Ina Garten's Cauliflower Gratin
- prep time20 min
- total time 50 min
- serves 4 - 6
2004, Barefoot in Paris, All Rights Reserved.
1 (3-lb) head cauliflower, cut into large florets
4 Tbsp (1/2 stick) unsalted butter, divided
3 Tbsp all-purpose flour
2 cups hot milk
½ tsp black pepper, freshly ground
¼ tsp nutmeg, grated
¾ cup Gruyère, freshly grated, divided
½ cup Parmesan, freshly grated
¼ cup fresh bread crumbs
1. Preheat the oven to 375ºF.
2. Cook the cauliflower florets in a large pot of boiling salted water for 5 to 6 minutes, until tender but still firm. Drain.
3. Meanwhile, melt 2 tablespoons of the butter in a medium saucepan over low heat. Add the flour, stirring constantly with a wooden spoon for 2 minutes. Pour the hot milk into the butter-flour mixture and stir until it comes to a boil. Boil, whisking constantly, for 1 minute, or until thickened. Off the heat, add 1 teaspoon of salt, the pepper, nutmeg, 1/2 cup of the Gruyère, and the Parmesan.

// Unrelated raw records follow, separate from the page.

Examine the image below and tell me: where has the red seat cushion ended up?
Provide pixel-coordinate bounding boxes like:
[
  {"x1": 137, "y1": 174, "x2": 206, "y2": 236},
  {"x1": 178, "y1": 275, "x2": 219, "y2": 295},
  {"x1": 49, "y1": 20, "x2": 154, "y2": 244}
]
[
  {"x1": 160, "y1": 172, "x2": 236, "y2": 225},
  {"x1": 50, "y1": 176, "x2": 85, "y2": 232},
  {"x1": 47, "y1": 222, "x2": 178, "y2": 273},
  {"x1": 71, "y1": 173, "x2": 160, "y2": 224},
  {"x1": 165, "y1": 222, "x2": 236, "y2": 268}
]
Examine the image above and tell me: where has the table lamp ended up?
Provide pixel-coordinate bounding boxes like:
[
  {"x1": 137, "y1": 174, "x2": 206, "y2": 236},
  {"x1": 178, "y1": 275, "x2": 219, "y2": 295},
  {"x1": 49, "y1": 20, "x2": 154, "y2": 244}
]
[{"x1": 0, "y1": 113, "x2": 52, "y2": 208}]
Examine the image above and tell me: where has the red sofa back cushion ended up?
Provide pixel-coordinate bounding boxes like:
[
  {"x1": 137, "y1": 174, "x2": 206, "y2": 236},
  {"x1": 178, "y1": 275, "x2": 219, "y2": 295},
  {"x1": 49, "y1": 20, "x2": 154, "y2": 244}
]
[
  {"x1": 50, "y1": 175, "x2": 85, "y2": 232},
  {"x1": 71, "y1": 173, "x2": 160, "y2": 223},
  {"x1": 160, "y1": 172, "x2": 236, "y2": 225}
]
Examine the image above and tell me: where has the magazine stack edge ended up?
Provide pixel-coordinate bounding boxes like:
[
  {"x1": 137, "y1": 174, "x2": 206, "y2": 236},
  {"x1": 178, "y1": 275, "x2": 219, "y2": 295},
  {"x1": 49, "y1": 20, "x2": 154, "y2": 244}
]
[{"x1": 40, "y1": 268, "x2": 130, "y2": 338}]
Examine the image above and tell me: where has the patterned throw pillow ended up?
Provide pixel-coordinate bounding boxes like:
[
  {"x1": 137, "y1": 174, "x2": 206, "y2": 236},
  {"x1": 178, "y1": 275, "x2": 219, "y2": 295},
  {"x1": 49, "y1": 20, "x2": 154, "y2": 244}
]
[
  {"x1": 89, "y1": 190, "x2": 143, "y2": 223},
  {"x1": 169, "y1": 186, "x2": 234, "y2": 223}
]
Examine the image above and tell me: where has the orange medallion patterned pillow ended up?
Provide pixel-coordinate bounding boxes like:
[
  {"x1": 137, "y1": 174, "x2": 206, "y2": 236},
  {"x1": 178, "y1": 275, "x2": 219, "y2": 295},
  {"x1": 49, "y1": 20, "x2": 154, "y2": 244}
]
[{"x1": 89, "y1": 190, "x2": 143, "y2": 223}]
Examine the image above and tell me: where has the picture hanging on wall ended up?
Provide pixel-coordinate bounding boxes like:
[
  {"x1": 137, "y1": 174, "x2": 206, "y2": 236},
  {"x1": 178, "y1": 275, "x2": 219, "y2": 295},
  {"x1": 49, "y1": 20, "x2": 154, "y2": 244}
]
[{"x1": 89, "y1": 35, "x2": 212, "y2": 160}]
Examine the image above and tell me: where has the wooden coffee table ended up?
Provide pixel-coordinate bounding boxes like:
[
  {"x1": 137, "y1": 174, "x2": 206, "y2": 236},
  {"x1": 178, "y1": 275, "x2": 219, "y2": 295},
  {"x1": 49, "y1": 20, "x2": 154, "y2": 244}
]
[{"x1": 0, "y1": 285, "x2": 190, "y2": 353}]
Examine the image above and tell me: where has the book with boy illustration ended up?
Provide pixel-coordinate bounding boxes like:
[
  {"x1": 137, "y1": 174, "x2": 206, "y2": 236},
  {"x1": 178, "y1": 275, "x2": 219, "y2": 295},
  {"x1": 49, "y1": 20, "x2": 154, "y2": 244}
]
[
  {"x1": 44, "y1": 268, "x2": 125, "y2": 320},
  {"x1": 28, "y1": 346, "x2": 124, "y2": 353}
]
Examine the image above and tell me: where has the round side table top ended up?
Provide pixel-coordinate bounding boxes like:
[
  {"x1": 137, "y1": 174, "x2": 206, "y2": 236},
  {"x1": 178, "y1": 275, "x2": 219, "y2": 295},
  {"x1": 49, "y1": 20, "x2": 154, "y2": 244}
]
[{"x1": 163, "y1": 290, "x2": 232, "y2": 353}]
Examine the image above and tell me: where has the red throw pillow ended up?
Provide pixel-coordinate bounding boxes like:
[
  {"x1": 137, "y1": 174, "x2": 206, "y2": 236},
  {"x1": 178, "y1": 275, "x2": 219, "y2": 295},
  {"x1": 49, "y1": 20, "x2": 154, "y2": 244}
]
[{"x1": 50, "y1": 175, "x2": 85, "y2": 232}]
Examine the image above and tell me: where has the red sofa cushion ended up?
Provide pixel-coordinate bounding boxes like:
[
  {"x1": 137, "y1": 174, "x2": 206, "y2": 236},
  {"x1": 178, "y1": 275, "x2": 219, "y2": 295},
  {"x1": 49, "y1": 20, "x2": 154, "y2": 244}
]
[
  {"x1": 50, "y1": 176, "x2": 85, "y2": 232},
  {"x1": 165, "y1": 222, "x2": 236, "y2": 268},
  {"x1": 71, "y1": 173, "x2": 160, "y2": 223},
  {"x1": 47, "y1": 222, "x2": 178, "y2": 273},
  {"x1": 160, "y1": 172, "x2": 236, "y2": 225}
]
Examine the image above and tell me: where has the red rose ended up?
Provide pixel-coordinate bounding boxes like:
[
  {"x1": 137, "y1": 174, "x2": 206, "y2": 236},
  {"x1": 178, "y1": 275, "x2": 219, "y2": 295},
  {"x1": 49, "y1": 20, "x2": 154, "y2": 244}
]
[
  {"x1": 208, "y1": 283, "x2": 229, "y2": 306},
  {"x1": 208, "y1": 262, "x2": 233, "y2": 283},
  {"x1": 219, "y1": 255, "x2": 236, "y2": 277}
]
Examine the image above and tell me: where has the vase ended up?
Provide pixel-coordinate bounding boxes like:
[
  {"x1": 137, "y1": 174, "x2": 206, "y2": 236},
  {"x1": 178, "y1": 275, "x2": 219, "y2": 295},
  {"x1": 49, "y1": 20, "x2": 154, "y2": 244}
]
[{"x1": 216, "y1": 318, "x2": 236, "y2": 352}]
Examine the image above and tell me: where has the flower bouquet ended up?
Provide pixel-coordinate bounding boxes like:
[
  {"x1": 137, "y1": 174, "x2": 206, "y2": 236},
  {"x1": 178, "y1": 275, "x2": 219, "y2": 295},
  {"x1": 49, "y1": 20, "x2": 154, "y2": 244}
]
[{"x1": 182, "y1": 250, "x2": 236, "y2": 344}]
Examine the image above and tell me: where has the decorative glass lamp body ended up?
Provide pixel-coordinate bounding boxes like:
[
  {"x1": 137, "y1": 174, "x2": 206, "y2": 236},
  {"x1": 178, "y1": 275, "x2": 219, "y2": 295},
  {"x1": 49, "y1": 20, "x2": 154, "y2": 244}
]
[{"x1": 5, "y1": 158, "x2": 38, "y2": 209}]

4. Pour 1/3 of the sauce on the bottom of an 8 by 11 by 2-inch baking dish. Place the drained cauliflower on top and then spread the rest of the sauce evenly on top. Combine the bread crumbs with the remaining 1/4 cup of Gruyère and sprinkle on top. Melt the remaining 2 tablespoons of butter and drizzle over the gratin. Sprinkle with salt and pepper. Bake for 25 to 30 minutes, until the top is browned. Serve hot or at room temperature.